Mothers are pictured with their children at a Rohingya internally displaced persons (IDP) camp outside Sittwe, May 16, 2013. (Photo: Reuters/Soe Zeya Tun)

April 7, 2014

London -- Britain summoned Myanmar's ambassador on Monday to call on the southeast Asian nation to allow aid agencies to resume their work in violence-torn Rakhine state, Britain's Foreign Office said.

Aid agencies were forced to halt operations in Rakhine last month when hundreds of ethnic Rakhine Buddhists destroyed staff homes, offices and warehouses as well as boats used to transport supplies.

Parts of the ethnic Rakhine Buddhist community have accused aid groups of favouring the mainly Muslim Rohingya people, who make up the vast majority of victims of ethnic and religious violence that has displaced more than 140,000 since June 2012.

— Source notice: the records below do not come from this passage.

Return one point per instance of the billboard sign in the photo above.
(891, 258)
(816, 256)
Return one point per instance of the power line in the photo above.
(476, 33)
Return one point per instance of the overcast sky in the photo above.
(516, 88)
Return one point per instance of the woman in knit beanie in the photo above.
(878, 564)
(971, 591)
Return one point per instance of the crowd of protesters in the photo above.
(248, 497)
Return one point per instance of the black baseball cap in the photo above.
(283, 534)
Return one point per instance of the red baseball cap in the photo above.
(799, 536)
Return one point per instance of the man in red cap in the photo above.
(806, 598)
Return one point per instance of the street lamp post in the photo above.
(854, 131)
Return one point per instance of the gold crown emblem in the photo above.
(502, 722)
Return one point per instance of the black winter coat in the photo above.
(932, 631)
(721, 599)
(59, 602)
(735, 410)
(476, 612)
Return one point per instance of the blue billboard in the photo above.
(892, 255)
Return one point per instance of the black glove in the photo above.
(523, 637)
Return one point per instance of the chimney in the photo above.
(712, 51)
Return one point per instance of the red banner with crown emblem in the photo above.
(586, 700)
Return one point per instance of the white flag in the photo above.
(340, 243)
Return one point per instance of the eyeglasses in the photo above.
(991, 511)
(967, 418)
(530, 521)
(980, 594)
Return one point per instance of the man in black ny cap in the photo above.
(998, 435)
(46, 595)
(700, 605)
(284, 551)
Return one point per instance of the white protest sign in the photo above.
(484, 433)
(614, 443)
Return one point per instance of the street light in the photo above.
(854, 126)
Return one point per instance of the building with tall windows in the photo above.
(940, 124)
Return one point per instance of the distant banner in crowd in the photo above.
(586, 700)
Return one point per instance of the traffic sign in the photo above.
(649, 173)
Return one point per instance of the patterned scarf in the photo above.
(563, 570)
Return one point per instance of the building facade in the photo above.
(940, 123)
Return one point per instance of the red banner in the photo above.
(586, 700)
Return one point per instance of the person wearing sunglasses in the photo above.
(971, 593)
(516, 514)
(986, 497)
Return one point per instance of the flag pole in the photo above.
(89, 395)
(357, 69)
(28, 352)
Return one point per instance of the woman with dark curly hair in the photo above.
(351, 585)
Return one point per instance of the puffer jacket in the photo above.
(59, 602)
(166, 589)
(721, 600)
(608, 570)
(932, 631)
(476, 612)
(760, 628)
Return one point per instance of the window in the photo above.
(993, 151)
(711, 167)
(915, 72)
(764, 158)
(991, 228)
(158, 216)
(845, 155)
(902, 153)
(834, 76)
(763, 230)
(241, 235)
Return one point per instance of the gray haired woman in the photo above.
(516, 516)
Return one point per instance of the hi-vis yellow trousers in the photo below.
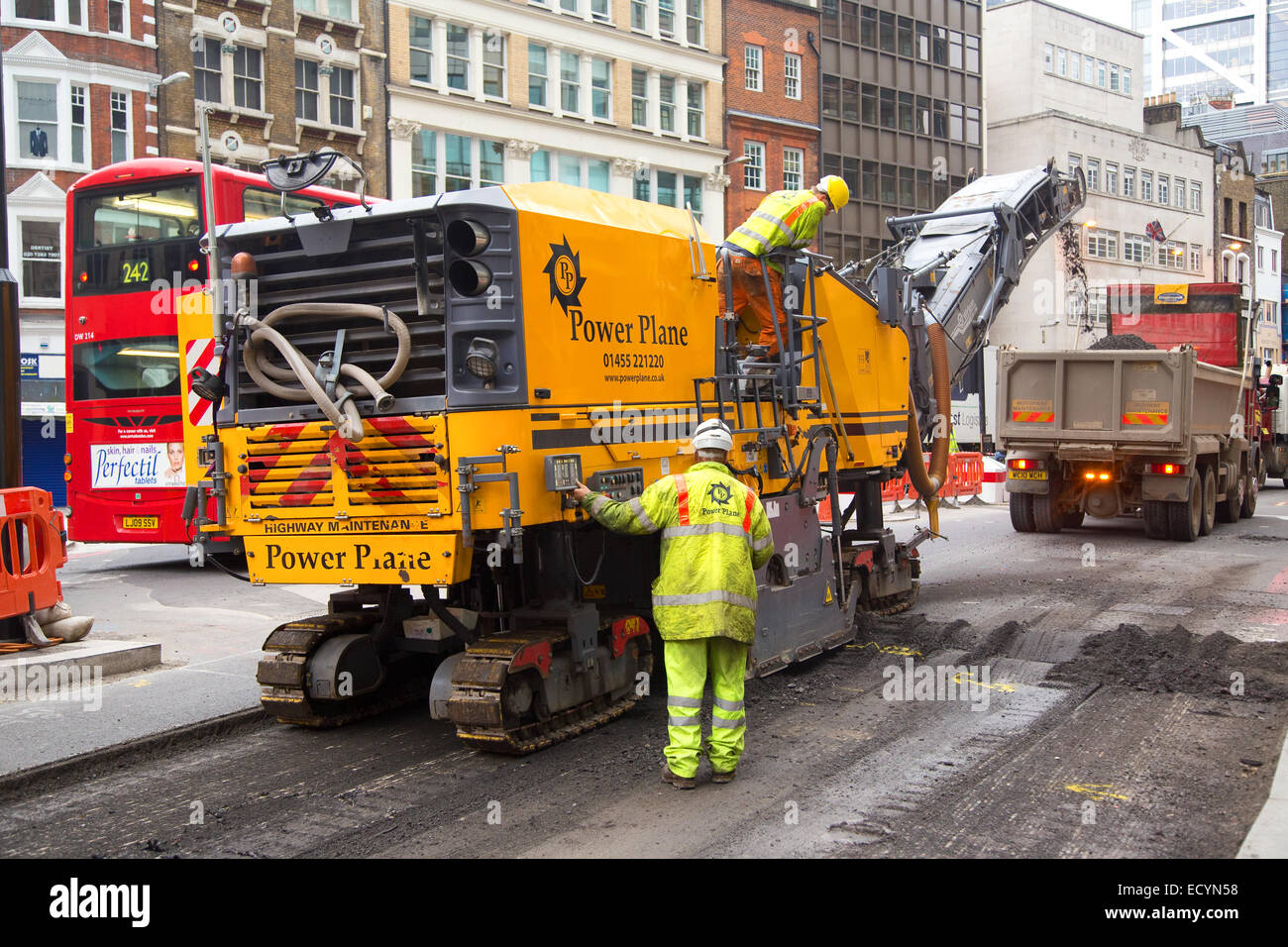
(687, 667)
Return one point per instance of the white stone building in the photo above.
(617, 95)
(1064, 85)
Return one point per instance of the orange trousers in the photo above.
(750, 303)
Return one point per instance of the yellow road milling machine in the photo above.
(408, 390)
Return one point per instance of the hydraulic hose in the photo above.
(927, 482)
(343, 412)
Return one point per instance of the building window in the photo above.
(493, 65)
(794, 169)
(1136, 249)
(697, 93)
(666, 18)
(120, 119)
(694, 24)
(458, 56)
(1103, 244)
(424, 162)
(666, 102)
(42, 260)
(248, 75)
(305, 89)
(207, 69)
(793, 75)
(342, 97)
(80, 98)
(539, 75)
(751, 62)
(754, 167)
(421, 51)
(639, 98)
(570, 82)
(600, 88)
(38, 119)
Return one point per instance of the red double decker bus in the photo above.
(134, 231)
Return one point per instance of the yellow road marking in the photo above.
(887, 648)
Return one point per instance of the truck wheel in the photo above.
(1209, 502)
(1021, 512)
(1249, 496)
(1185, 517)
(1046, 515)
(1232, 508)
(1154, 513)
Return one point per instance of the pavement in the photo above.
(198, 634)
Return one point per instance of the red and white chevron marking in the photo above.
(201, 355)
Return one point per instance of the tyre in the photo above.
(1154, 513)
(1021, 512)
(1232, 508)
(1250, 488)
(1209, 502)
(1185, 517)
(1046, 514)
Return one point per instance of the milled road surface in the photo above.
(1108, 728)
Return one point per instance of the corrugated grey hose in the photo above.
(343, 412)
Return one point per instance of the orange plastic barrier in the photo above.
(31, 551)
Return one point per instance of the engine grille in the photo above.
(376, 266)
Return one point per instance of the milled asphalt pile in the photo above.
(1120, 342)
(1179, 661)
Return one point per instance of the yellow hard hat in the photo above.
(836, 189)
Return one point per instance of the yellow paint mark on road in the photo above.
(887, 648)
(970, 678)
(1096, 789)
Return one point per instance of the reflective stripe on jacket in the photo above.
(784, 219)
(713, 535)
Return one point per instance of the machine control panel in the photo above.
(618, 484)
(563, 471)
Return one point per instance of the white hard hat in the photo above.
(712, 434)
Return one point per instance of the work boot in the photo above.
(678, 781)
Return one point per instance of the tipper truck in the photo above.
(1124, 431)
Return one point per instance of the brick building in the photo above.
(281, 78)
(617, 95)
(77, 76)
(771, 101)
(902, 111)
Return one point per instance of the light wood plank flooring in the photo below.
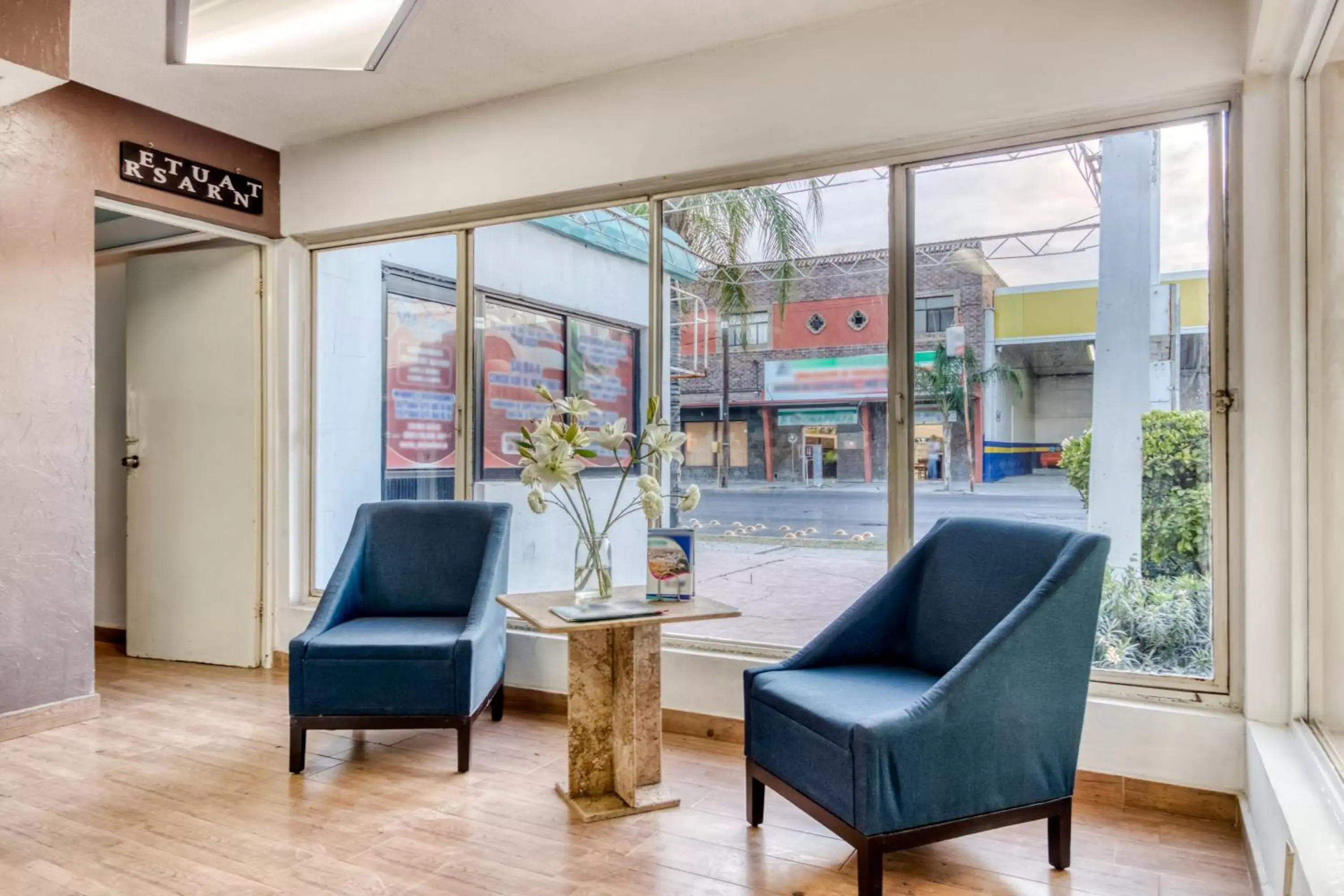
(182, 788)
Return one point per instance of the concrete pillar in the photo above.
(1129, 230)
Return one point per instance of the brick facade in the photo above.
(832, 287)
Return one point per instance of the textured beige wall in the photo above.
(57, 151)
(35, 34)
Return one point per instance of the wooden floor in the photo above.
(182, 788)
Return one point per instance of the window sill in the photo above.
(1295, 800)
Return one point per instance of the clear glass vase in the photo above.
(593, 569)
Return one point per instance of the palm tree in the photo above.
(947, 382)
(726, 230)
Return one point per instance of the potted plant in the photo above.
(553, 466)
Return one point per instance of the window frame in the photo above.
(486, 296)
(900, 160)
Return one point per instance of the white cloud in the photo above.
(1035, 193)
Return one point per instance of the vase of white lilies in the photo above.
(553, 468)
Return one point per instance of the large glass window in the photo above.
(1076, 386)
(385, 349)
(562, 302)
(792, 523)
(521, 350)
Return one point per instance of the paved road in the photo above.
(865, 509)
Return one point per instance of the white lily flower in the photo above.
(612, 436)
(537, 501)
(554, 465)
(664, 443)
(576, 405)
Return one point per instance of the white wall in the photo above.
(109, 447)
(1064, 408)
(896, 77)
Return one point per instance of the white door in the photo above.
(194, 422)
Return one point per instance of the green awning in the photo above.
(819, 417)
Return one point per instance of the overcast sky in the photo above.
(1035, 193)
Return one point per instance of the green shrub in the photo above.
(1160, 625)
(1076, 461)
(1176, 501)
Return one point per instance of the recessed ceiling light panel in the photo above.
(284, 34)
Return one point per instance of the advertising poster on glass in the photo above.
(601, 366)
(420, 388)
(521, 351)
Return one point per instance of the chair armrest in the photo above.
(342, 595)
(870, 630)
(479, 656)
(1002, 728)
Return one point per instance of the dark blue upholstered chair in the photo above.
(408, 633)
(949, 699)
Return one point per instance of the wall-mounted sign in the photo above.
(175, 175)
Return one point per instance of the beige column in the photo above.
(616, 723)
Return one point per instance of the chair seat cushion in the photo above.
(381, 667)
(832, 700)
(389, 638)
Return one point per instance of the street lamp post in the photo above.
(725, 450)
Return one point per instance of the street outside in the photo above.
(788, 590)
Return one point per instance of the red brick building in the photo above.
(814, 371)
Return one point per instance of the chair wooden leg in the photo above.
(297, 746)
(869, 862)
(464, 747)
(1061, 835)
(756, 801)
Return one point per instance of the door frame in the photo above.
(268, 406)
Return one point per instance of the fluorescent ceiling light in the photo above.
(284, 34)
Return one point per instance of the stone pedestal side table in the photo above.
(616, 700)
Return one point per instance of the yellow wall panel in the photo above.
(1064, 312)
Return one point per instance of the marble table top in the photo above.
(535, 609)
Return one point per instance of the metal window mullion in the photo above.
(464, 432)
(900, 362)
(656, 335)
(1219, 383)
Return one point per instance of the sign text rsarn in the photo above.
(186, 178)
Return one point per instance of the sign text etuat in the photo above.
(175, 175)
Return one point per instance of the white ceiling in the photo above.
(451, 54)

A spokeswoman for Britain's Foreign office said Hugo Swire, a junior minister responsible for Asia, had summoned the ambassador for Myanmar, which is also known as Burma.

"We continue to be gravely concerned by the situation of the Rohingya in Rakhine State," she said.

"(Swire) called on the Burmese government urgently to restore humanitarian access to all communities in need, and to ensure the security of humanitarian aid workers and all communities in Rakhine State."